Ich fand ihn komisch, unseren ersten Kuss nach Corona.

Früher haben wir immer sinniert, ob gemäß dem Freiherrn von Knigge zuerst die linke oder die rechte Wange dran ist?

 

Sinnieren. Nachdenken.

Seit der Mensch das Denken erlernt hat, seit Homo sapiens seine affenähnlichen Vorfahren hinter sich gelassen hat, treiben ihn Ängste um. Vor allem Krankheit und Tod schrecken ihn. Sie schmerzen, bedeuten das Ende des Da(bei)-Seins. Nicht wenige meinen, der Tod und die Angst davor sei der Anbeginn aller Religion.

 

Seuchen sind eine Steigerung, sie repräsentieren den Super-Gau: Der Feind attackiert lautlos, man sieht, schmeckt, riecht ihn nicht, er kann überall in Stellung gehen. Oft unterscheidet die Seuche nicht zwischen Alt und Jung, tötet Kinder, Gesunde und Kranke und rafft Unzählige dahin.

 

In unserem europäischen Gedächtnis waren Seuchen bis zum globalen Corona-Ausbruch Anfang des Jahres 2020 eher ein Randphänomen, das entweder weit genug in der Vergangenheit zurück oder weit genug von uns entfernt lag.

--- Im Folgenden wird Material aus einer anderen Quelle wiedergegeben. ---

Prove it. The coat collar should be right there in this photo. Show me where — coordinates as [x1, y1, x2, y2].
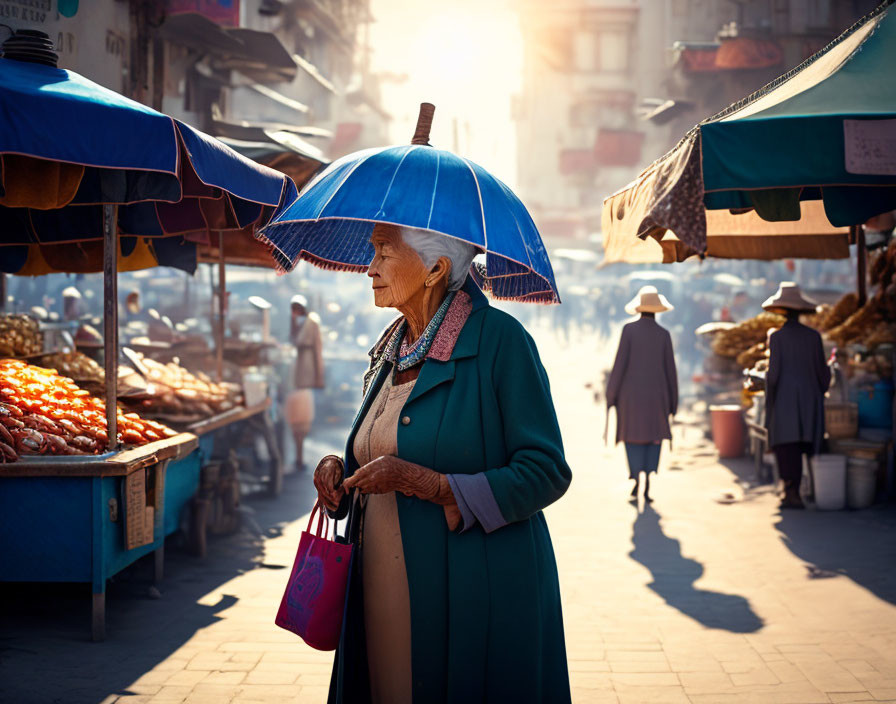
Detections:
[364, 277, 488, 403]
[368, 277, 488, 366]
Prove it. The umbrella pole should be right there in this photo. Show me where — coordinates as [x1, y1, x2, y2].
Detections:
[215, 232, 227, 381]
[103, 204, 118, 450]
[850, 225, 868, 306]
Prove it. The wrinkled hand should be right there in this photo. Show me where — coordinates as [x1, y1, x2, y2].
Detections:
[342, 455, 461, 530]
[314, 455, 345, 511]
[442, 504, 463, 530]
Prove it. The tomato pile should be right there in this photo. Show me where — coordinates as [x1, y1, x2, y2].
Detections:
[0, 359, 176, 463]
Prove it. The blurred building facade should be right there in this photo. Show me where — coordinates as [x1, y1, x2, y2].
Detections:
[513, 0, 877, 245]
[0, 0, 389, 167]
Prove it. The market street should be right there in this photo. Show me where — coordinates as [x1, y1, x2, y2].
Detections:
[0, 334, 896, 704]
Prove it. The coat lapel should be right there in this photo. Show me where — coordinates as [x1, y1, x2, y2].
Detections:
[406, 278, 488, 404]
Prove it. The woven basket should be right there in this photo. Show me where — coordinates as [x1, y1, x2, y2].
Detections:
[824, 401, 859, 439]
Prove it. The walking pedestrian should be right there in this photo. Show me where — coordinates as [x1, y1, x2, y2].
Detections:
[762, 281, 831, 508]
[314, 224, 571, 704]
[284, 294, 324, 471]
[604, 286, 678, 501]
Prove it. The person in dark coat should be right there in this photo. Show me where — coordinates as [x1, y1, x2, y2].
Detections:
[762, 281, 831, 508]
[607, 286, 678, 501]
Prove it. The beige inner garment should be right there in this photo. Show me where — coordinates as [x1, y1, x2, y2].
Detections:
[353, 374, 414, 704]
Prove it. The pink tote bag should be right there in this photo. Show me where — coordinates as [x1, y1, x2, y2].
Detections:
[274, 501, 353, 650]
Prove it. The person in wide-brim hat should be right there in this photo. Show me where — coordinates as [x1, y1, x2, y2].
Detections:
[762, 281, 831, 508]
[625, 286, 675, 315]
[762, 281, 818, 313]
[607, 286, 678, 501]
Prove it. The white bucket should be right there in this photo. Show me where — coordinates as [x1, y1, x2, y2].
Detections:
[846, 458, 877, 508]
[812, 455, 846, 511]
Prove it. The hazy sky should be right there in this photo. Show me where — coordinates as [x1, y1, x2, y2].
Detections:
[370, 0, 522, 187]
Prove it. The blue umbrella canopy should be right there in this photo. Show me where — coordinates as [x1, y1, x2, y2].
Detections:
[0, 51, 296, 266]
[256, 106, 560, 303]
[603, 0, 896, 254]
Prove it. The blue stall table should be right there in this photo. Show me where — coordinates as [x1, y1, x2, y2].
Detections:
[0, 433, 200, 640]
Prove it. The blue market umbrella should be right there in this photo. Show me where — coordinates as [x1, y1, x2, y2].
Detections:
[0, 42, 296, 270]
[256, 103, 560, 303]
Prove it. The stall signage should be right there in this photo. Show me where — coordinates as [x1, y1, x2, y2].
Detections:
[124, 469, 153, 550]
[167, 0, 240, 27]
[843, 120, 896, 176]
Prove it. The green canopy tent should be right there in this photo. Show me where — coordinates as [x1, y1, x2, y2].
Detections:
[603, 0, 896, 296]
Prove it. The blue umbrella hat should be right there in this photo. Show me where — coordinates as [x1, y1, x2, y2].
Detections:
[256, 103, 560, 303]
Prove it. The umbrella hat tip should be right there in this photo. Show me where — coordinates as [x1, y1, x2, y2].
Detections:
[411, 103, 436, 146]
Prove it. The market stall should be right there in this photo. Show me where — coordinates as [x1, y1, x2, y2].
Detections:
[0, 34, 296, 640]
[602, 2, 896, 500]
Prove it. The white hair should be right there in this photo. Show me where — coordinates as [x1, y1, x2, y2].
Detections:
[401, 227, 479, 291]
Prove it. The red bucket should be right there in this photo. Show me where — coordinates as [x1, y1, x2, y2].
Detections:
[709, 405, 744, 459]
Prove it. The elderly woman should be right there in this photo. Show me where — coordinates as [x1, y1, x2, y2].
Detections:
[762, 281, 831, 509]
[607, 286, 678, 502]
[314, 225, 571, 704]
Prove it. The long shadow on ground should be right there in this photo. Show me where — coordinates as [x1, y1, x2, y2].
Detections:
[0, 462, 315, 704]
[775, 504, 896, 604]
[629, 505, 763, 633]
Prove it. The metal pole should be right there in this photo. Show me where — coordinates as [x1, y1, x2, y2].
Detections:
[103, 205, 118, 450]
[852, 225, 868, 306]
[216, 232, 227, 381]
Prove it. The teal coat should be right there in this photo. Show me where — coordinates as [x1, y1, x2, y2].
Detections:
[330, 281, 572, 704]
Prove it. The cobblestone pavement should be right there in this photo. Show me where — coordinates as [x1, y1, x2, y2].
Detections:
[0, 330, 896, 704]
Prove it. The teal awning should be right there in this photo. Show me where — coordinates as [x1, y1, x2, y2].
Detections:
[604, 0, 896, 253]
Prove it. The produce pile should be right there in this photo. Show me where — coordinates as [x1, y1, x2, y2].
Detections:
[0, 359, 176, 462]
[712, 313, 785, 358]
[0, 314, 44, 357]
[119, 353, 242, 417]
[41, 352, 106, 384]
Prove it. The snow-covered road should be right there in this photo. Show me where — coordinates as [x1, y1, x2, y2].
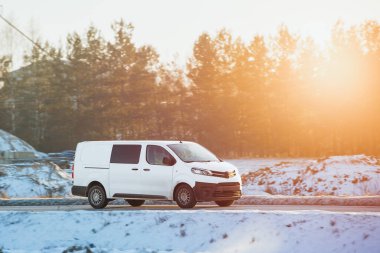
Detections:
[0, 204, 380, 214]
[0, 209, 380, 253]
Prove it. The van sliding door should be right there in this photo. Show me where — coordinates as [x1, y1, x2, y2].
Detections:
[110, 144, 141, 197]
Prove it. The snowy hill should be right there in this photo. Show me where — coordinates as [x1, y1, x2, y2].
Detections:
[230, 155, 380, 196]
[0, 129, 38, 153]
[0, 162, 71, 198]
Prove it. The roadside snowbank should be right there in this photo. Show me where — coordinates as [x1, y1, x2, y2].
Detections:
[230, 155, 380, 196]
[0, 210, 380, 253]
[0, 162, 72, 198]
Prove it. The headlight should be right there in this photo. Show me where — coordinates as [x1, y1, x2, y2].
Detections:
[191, 168, 212, 176]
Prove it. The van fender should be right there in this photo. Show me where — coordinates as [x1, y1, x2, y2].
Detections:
[170, 174, 195, 199]
[86, 178, 110, 198]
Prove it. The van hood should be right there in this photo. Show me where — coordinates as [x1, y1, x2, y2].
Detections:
[187, 161, 238, 172]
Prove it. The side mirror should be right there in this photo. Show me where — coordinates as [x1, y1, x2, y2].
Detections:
[162, 156, 176, 166]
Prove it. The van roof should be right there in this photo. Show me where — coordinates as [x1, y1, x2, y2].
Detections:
[80, 140, 192, 145]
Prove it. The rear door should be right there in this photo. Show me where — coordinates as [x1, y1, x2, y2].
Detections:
[141, 145, 175, 199]
[110, 144, 142, 197]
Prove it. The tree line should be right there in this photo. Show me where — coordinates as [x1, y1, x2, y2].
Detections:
[0, 20, 380, 157]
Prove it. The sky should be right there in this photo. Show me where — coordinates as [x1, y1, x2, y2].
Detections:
[0, 0, 380, 68]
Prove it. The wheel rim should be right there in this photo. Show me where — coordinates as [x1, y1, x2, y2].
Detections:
[178, 188, 191, 205]
[91, 189, 103, 205]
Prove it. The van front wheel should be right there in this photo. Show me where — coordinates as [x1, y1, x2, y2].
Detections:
[174, 184, 197, 208]
[215, 200, 234, 207]
[126, 199, 145, 206]
[88, 185, 108, 209]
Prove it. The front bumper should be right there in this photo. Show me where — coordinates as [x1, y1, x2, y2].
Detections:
[194, 182, 241, 202]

Plötzlich lauert die Seuche vor unserer Haustür und zwingt uns ihren Rhythmus auf.

Angst vor Ansteckung mit diesem äußerst virulenten Virus scheint eine sinnvolle Reaktion jedes Einzelnen zu sein, Vorsicht, Einhaltung der wohl sinnvollen Schutzmaßnahmen ebenso.

 

Wohl, anscheinend, es scheint– das sind bei einer neuen Seuche leider häufige Begriffe; man weiß es eben noch nicht so genau. Masken zum Beispiel waren zu Beginn der Krise äußerst umstritten!

Panik wäre wohl eine übertriebene und unnötige Antwort – mit katastrophalen persönlichen und gesamtgesellschaftlichen Folgen darüber hinaus:

·        Global sinkt die Todesrate ständig, immer noch sind junge Menschen viel weniger von schweren Verläufen oder sogar tödlichem Ausgang betroffen. Das war bei der Spanischen Grippe vor fast genau einhundert Jahren umgekehrt!

·        Ein Impfstoff ist nach Aussage zahlreicher Virologen ab Frühjahr spätestens in Sicht.  

·        Vielleicht läuft sich das Virus irgendwann tot; manche Wissenschaftler sehen in der Tatsache bereits aufgetretener Mutationen einen Überlebenskampf des Virus.

 

Ach, übrigens, wir haben es getan, meine Musikfreundinnen und ich.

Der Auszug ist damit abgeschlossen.